17/07/2019 tarihli raporunda bilirkişi özetle; … plakalı otobüs sürücüsü …’in olayda % 25 (yüzde yirmi beş) oranında tali derecede kusurlu, müteveffa … plakalı kamyonet sürücüsü …’in olayda % 75 (yüzde yetmiş beş) oranında asli derecede kusurlu olduğu, … plakalı otobüste meydana gelen hasar tespiti incelenmesi neticesinde, davacı … maliki bulunduğu … model ve ” … …” otobüsün 03/06/2010 tarihinde karıştığı maddi hasarlı trafik kazası sonucunda aracın ana güvenlik kafesi ile birlikte ana şase ve yürüyen aksamlarından ağır hasar oluştuğu, onarımının ekonomik ve sağlıklı olmayacağından dolayı aracın PERT TOTAL İŞLEMİ YAPILMASININ uygun olduğu, aracın yapılan piyasa araştırması sonucunda 67.000.TL olduğu, aracın hasarlı vaziyetteki fiyatının 20.000.TL olduğu tespit edilmiş olup aracın gerçek tespit edilen hasar miktarının 67.000.TL – 20.000.TL = 47.000.TL bulunduğu, kusur oranına denk gelen hasar miktarının ise 47.000.TL X% 75 = 35.250.TL olduğu sonuç ve kanaatine varıldığını beyan etmiştir.

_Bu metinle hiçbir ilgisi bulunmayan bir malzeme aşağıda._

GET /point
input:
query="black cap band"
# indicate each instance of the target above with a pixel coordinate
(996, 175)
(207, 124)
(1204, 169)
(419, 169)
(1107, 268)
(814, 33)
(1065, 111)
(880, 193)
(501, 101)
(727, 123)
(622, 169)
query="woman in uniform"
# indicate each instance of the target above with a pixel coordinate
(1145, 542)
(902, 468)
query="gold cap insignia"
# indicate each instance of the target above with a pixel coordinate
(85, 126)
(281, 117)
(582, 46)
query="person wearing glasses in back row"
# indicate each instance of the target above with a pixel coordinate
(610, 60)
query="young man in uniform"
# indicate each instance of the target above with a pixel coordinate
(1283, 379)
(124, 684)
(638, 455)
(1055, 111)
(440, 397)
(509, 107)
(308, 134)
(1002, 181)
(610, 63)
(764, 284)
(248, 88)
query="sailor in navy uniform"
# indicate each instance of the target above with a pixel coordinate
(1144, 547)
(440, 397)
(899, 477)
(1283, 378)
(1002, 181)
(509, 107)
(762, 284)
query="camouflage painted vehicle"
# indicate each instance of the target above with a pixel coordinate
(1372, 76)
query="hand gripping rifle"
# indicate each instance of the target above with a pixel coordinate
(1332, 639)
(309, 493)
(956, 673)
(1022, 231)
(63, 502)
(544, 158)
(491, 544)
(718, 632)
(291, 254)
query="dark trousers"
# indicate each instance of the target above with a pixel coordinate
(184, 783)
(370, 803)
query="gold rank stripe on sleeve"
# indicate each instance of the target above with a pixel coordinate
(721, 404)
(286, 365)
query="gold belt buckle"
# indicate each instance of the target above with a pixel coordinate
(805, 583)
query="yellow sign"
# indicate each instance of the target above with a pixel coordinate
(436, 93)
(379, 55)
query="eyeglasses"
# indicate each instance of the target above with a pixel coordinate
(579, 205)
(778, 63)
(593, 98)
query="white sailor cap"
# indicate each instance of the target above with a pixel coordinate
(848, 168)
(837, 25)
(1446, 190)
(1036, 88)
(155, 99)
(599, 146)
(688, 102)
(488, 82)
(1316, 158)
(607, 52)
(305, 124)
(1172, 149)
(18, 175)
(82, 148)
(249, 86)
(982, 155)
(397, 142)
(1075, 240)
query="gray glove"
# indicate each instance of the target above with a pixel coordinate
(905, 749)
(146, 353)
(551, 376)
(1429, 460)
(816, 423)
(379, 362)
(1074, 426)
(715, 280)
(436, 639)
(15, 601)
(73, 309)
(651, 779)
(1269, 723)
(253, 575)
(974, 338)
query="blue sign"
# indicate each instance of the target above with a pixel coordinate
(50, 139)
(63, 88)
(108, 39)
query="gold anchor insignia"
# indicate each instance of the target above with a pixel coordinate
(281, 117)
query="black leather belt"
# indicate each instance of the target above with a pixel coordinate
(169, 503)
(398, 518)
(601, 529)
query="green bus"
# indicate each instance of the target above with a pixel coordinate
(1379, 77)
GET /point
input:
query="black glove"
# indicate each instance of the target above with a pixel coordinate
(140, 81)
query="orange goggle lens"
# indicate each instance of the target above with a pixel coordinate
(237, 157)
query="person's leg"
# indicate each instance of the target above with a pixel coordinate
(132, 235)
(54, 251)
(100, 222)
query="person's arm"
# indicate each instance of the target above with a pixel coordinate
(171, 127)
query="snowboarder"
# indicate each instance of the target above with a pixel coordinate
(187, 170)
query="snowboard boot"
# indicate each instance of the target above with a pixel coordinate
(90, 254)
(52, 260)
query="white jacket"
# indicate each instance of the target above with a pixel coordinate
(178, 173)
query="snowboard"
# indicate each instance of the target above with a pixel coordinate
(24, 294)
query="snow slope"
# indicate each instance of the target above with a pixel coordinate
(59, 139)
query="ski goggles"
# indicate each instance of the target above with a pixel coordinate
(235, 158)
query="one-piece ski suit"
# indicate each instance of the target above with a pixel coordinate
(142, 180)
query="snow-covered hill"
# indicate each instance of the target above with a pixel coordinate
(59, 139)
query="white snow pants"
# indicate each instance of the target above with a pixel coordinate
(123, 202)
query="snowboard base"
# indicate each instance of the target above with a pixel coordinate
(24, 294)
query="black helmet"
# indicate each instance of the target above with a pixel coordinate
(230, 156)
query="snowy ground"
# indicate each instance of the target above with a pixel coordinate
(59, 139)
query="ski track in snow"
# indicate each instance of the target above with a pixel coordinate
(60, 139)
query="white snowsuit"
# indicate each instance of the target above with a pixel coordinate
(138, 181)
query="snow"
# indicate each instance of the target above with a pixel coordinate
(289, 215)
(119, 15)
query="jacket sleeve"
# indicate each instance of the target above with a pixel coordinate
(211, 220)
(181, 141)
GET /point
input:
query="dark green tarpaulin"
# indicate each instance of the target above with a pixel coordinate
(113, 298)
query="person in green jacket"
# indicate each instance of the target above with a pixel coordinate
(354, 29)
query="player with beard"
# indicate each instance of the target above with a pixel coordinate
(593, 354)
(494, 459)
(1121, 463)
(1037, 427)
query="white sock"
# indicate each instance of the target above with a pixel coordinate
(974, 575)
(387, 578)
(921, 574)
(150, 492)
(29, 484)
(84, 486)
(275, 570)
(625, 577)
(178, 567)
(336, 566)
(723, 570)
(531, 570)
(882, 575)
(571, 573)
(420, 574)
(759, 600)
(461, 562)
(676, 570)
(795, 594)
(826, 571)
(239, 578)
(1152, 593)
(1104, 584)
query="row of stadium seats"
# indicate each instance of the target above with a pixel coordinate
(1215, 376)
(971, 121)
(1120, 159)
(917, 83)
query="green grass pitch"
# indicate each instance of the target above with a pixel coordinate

Alınan bilirkişi raporu usulüne uygun şekilde taraf vekillerine tebliğ edilmiş, mahkememiz 04/12/2019 tarihli ara kararı ile bilirkişiden davalı yanın itirazlarının değerlendirilmesi amacıyla ek rapor alınmasına karar verilmiştir.
19/01/2020 tarihli ek raporunda, kök raporunda belirtilen hasar miktarı ve kusur oranlarının aynen geçerli olup herhangi bir değişiklik bulunmadığını beyan etmişse de mahkememiz 18/09/2020 tarihli ara kararı ile alınan ek raporun teknik açıdan yeterli olmadığı anlaşıldığından bu kez yeni bir bilirkişi heyetinden rapor alınmasına karar verilmiştir.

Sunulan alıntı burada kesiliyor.